Sheth-G / hudi

Upserts, Deletes And Incremental Processing on Big Data.
https://hudi.apache.org/
Apache License 2.0
0 stars 0 forks source link

[SUPPORT] Kafka connect sink to S3 authentification parameters #10428 #5

Open Sheth-G opened 9 months ago

Sheth-G commented 9 months ago

Hudi 0.14 used for storage in ceph cluster with S3 connection and TLS authentication. For spark authentification on S3 there are following configuration parameters used: "spark.hadoop.fs.s3a.endpoint", "spark.hadoop.fs.s3a.access.key", "spark.hadoop.fs.s3a.secret.key". How to authentificate on ceph trough S3, using Kafka connect sink hudi connector? Which parameters and where do I use?

torvalds-dev[bot] commented 9 months ago

torvalds.dev is analyzing the ticket

torvalds-dev-testbot[bot] commented 9 months ago

torvalds.dev is analyzing the ticket

torvalds-dev[bot] commented 9 months ago

The user is trying to authenticate to a Ceph storage system through S3 using the Kafka Connect Sink Hudi connector. They have provided two configuration files: config-sink.json and config-sink-hive.json.

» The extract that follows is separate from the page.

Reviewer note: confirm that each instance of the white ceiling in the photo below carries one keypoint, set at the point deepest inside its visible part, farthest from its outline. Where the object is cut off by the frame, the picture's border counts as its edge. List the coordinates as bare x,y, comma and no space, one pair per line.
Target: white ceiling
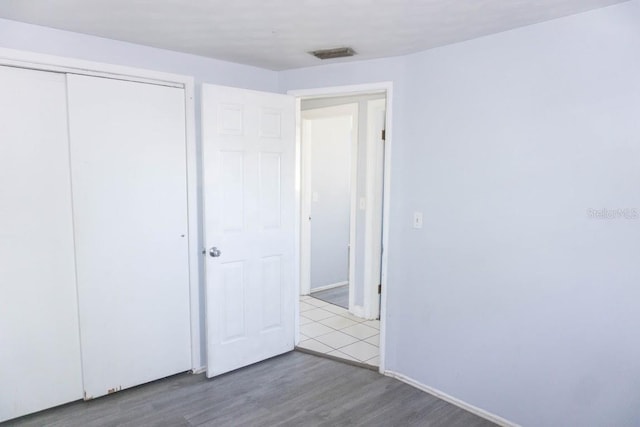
277,34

The user is already familiar with the following configuration parameters for Spark authentication on S3: spark.hadoop.fs.s3a.endpoint, spark.hadoop.fs.s3a.access.key, spark.hadoop.fs.s3a.secret.key.

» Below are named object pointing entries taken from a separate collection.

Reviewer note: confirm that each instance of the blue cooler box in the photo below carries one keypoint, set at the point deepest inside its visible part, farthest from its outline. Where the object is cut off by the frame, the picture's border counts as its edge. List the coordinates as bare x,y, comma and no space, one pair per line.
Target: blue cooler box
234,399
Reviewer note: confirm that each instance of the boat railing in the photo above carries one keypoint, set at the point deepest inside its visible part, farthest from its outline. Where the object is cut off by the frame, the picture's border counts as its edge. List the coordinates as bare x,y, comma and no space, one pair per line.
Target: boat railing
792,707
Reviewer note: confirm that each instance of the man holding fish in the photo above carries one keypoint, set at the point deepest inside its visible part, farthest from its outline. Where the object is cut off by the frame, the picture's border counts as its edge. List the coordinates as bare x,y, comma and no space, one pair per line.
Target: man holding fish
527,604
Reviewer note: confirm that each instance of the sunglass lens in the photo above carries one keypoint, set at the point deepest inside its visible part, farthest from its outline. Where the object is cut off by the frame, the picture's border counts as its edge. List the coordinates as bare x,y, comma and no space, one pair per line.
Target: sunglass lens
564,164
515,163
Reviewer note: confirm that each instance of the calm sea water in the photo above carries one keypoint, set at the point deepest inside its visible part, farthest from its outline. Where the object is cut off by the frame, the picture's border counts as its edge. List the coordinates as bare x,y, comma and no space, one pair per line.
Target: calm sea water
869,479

To authenticate to Ceph through S3 using the Kafka Connect Sink Hudi connector, the user would need to provide similar parameters in the Hudi connector configuration. However, these parameters are not present in the provided configuration files.

Here is the plan to address the user's issue:

  1. The user should update the Hudi connector configuration files (config-sink.json and config-sink-hive.json) to include the necessary S3 authentication parameters. These parameters would be similar to the ones used for Spark authentication on S3, but their exact names might differ. The user should refer to the Hudi connector documentation or the Ceph S3 documentation to find the exact parameter names.

  2. After updating the configuration files, the user should restart the Hudi connector for the changes to take effect.

  3. If the user encounters any issues or errors after updating the configuration files and restarting the Hudi connector, they should provide the error messages for further troubleshooting.

Relevant files to the issue are config-sink.json and config-sink-hive.json.